Safety assessment included collection of adverse events (AEs), physical examination, including vital signs, standard laboratory blood chemistry (eg, liver and renal safety tests), lipid panel, haematology, urine analysis and ECG. In addition, amylase and lipase levels were measured as per regulatory agency request. A standard questionnaire was provided to patients to collect hypoglycaemia information.

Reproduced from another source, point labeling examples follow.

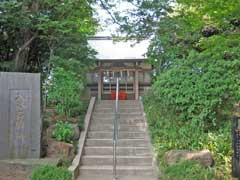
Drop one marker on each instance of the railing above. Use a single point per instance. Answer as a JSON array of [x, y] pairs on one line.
[[115, 131]]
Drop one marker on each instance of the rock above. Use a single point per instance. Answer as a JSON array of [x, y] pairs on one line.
[[76, 130], [203, 157], [60, 149]]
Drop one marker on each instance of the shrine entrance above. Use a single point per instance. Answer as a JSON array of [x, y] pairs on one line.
[[126, 84]]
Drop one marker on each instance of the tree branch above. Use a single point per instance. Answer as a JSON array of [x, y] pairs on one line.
[[104, 6]]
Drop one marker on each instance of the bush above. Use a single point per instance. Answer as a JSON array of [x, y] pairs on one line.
[[65, 93], [63, 131], [50, 173], [188, 170], [168, 132]]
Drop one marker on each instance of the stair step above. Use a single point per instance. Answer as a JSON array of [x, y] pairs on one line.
[[121, 170], [121, 160], [134, 119], [109, 127], [121, 110], [120, 115], [121, 135], [121, 151], [120, 142]]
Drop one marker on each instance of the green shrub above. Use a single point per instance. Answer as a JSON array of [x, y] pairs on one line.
[[63, 131], [188, 170], [168, 132], [50, 173], [65, 92]]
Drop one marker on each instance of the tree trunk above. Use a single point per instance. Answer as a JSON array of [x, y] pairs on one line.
[[22, 53]]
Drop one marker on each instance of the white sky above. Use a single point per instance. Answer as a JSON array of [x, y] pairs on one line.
[[107, 49]]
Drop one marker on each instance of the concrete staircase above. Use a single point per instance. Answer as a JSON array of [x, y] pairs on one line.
[[134, 157]]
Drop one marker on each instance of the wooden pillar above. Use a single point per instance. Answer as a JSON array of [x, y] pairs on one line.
[[99, 82], [136, 83]]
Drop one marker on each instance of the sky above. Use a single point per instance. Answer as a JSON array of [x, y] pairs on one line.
[[108, 27], [107, 49]]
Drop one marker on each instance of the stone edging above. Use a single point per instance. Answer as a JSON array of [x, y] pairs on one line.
[[74, 168]]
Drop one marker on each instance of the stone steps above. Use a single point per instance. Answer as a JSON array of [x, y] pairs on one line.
[[134, 119], [120, 143], [134, 157], [120, 115], [121, 135], [109, 127], [121, 110], [121, 151], [121, 170], [121, 160]]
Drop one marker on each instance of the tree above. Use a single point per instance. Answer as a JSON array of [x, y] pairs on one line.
[[195, 50], [32, 30]]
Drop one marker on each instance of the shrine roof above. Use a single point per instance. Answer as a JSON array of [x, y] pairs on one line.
[[107, 49]]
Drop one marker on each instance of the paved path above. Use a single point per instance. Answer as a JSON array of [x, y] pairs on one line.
[[109, 177]]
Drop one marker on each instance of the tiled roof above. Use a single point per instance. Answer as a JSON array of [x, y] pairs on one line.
[[109, 50]]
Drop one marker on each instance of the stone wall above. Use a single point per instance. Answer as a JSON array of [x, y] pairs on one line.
[[20, 122]]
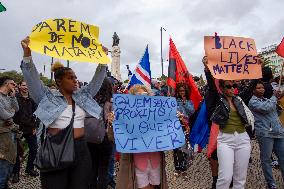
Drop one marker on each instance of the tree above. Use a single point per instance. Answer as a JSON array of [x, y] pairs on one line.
[[18, 76]]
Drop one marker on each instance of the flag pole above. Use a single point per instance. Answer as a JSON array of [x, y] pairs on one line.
[[281, 75], [51, 73], [162, 62]]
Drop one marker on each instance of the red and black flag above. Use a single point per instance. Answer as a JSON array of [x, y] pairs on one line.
[[178, 73]]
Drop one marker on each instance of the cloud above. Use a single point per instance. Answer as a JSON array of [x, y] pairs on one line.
[[138, 23]]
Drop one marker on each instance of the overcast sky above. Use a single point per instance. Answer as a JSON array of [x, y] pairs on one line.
[[138, 22]]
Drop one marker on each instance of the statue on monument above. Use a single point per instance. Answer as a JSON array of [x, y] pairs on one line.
[[115, 39]]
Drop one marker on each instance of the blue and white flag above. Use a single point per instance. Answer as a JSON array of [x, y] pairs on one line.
[[142, 73]]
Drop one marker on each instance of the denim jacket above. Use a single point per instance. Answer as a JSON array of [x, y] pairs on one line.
[[267, 123], [52, 103]]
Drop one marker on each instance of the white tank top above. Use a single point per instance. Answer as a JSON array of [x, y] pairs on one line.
[[64, 119]]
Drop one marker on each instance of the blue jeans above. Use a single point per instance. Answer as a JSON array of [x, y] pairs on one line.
[[267, 145], [111, 166], [6, 169]]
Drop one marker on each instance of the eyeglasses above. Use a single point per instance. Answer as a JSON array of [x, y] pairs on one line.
[[229, 86]]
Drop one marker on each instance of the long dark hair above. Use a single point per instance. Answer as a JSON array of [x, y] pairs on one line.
[[186, 88], [105, 93]]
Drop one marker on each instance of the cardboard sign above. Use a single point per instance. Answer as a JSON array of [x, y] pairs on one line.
[[146, 124], [232, 58], [68, 39]]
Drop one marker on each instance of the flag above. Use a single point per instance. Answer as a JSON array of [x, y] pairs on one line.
[[142, 73], [2, 8], [178, 73], [129, 72], [200, 131], [280, 49]]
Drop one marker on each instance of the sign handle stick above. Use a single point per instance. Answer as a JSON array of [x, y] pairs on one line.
[[281, 75]]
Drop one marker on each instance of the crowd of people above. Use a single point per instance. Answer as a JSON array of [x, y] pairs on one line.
[[243, 110]]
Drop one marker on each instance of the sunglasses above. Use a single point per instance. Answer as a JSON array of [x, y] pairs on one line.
[[229, 86]]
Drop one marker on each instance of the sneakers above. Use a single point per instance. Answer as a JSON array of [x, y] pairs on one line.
[[15, 178], [32, 173]]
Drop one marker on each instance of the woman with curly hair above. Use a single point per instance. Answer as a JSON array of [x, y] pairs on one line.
[[142, 170], [62, 108]]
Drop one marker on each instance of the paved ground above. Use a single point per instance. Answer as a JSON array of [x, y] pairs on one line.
[[199, 175]]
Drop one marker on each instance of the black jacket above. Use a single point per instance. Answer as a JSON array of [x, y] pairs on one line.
[[24, 117], [219, 107]]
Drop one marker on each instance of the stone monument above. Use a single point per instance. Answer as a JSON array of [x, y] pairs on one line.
[[115, 55]]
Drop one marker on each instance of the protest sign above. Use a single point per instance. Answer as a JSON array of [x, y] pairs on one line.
[[68, 39], [232, 58], [146, 124]]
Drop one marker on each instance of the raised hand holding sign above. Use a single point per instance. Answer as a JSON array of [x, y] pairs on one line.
[[232, 58], [68, 39], [146, 124]]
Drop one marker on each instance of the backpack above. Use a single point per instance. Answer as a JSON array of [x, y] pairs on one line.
[[95, 129]]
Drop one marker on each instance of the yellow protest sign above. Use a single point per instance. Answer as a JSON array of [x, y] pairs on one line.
[[68, 39], [232, 58]]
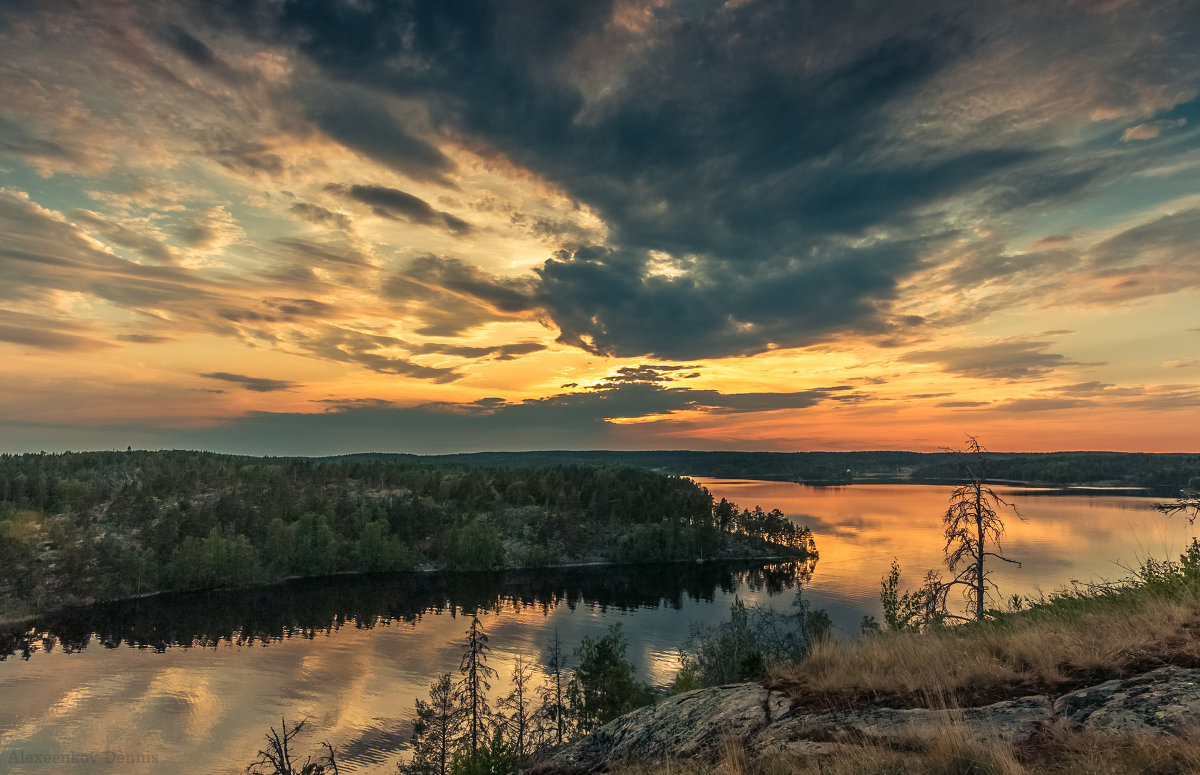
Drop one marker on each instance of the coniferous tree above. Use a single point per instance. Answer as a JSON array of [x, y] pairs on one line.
[[519, 703], [436, 731], [472, 690], [605, 684], [553, 698], [971, 526]]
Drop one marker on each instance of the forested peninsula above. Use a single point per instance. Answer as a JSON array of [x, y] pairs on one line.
[[83, 527]]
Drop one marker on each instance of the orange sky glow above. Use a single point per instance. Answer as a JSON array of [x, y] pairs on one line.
[[647, 227]]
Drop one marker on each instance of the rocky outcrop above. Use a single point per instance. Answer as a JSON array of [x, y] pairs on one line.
[[696, 724], [1163, 701]]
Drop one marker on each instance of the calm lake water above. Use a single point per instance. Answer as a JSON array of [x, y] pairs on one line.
[[190, 683]]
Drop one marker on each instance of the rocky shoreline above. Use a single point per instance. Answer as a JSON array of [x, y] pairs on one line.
[[695, 725]]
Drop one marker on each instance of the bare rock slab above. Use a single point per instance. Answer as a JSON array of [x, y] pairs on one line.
[[1007, 721], [1162, 701], [689, 725]]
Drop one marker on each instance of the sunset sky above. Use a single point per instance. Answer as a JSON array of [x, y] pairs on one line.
[[303, 227]]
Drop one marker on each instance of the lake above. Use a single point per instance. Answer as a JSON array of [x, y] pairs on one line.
[[192, 682]]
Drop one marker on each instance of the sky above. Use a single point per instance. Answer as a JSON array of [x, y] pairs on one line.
[[293, 227]]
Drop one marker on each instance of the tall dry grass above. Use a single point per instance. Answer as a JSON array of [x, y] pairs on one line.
[[1062, 751], [1069, 638]]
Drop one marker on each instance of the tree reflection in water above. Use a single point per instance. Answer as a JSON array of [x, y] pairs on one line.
[[306, 607]]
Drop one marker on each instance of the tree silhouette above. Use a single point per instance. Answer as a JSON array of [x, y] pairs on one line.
[[519, 703], [972, 523], [436, 731], [276, 757], [1188, 504], [553, 698], [472, 690]]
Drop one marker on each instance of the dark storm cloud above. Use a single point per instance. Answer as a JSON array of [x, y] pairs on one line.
[[370, 350], [503, 294], [255, 384], [355, 119], [449, 298], [321, 216], [1013, 360], [771, 144], [400, 205], [199, 54]]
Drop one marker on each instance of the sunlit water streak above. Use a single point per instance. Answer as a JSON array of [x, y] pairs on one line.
[[352, 655]]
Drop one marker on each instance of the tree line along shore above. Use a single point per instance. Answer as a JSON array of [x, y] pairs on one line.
[[84, 527]]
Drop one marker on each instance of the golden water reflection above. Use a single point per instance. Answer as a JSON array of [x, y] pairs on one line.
[[861, 528], [353, 655]]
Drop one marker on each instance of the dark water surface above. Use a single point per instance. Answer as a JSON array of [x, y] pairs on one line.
[[190, 683]]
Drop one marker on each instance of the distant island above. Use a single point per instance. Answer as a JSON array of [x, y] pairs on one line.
[[85, 527]]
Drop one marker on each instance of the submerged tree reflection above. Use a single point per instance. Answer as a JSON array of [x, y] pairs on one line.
[[306, 608]]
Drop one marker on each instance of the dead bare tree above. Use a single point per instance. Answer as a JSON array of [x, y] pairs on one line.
[[520, 703], [1188, 504], [972, 524], [276, 757]]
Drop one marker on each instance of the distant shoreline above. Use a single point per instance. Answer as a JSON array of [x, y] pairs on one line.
[[426, 570]]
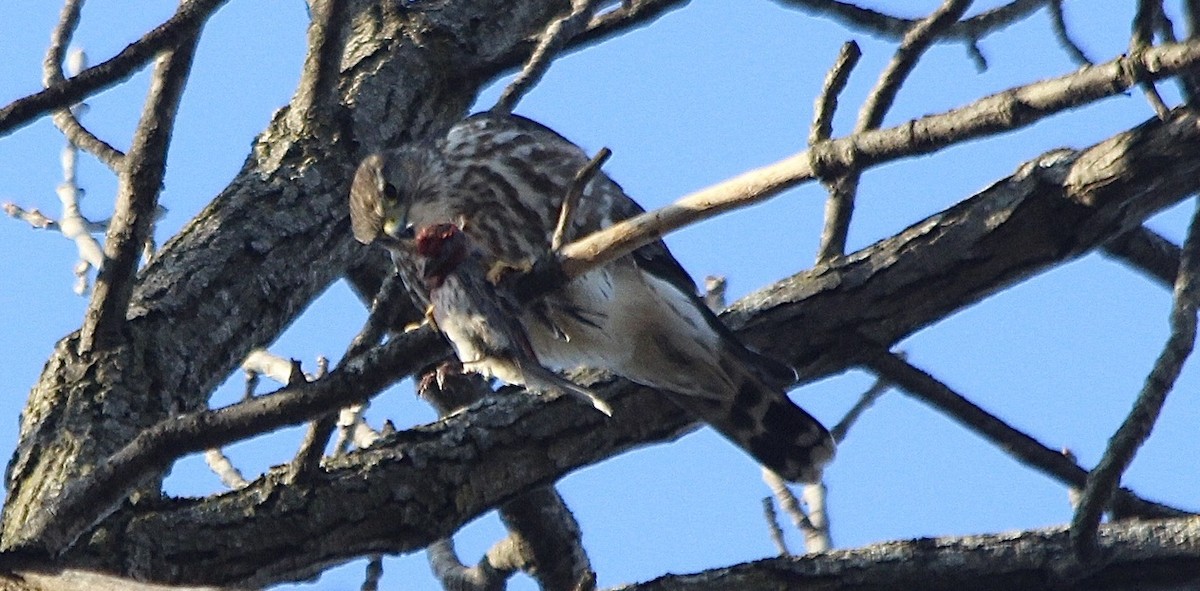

Potential cases of pancreatitis (events assessed by the investigator as possibly being pancreatitis, or events meeting prespecified event terms suggestive of pancreatitis) and prespecified hypersensitivity AEs (anaphylactic reaction, angioedema, asthma‐bronchospasm, erythema multiforme, Stevens‐Johnson syndrome, toxic epidermal necrolysis, and drug rash with eosinophilia and systemic symptoms) were evaluated in a blinded manner by external clinical adjudication committees.

Statistical analyses

All randomized patients who received at least one dose of study treatment and had a baseline or a post‐randomization measurement served as the primary population for efficacy analyses. For analyses of the primary efficacy endpoint, a constrained longitudinal data analysis (cLDA) model4 including terms for treatment, time and the interaction of time by treatment with the restriction of a common baseline mean across treatment groups was used. The primary hypothesis regarding the non‐inferiority of omarigliptin vs sitagliptin in decreasing HbA1c was assessed using the estimated treatment difference from the cLDA model. If the upper bound of the two‐sided 95% confidence interval (CI) for the mean difference between omarigliptin and sitagliptin was less than the non‐inferiority margin (δ = 0.3%), then omarigliptin was declared non‐inferior to sitagliptin. Data acquired after the initiation of rescue therapy were treated as missing to avoid the confounding influence of rescue therapy. FPG level was analysed using the cLDA model described above for HbA1c, substituting the FPG baseline efficacy measurement for HbA1c. Analysis of percentages of individuals at the HbA1c goals of <7.0% and <6.5% at week 24 was based on estimated rates and CIs for between‐group rate differences computed using the Miettinen and Nurminen method,5 stratified by baseline HbA1c (> or ≤ median).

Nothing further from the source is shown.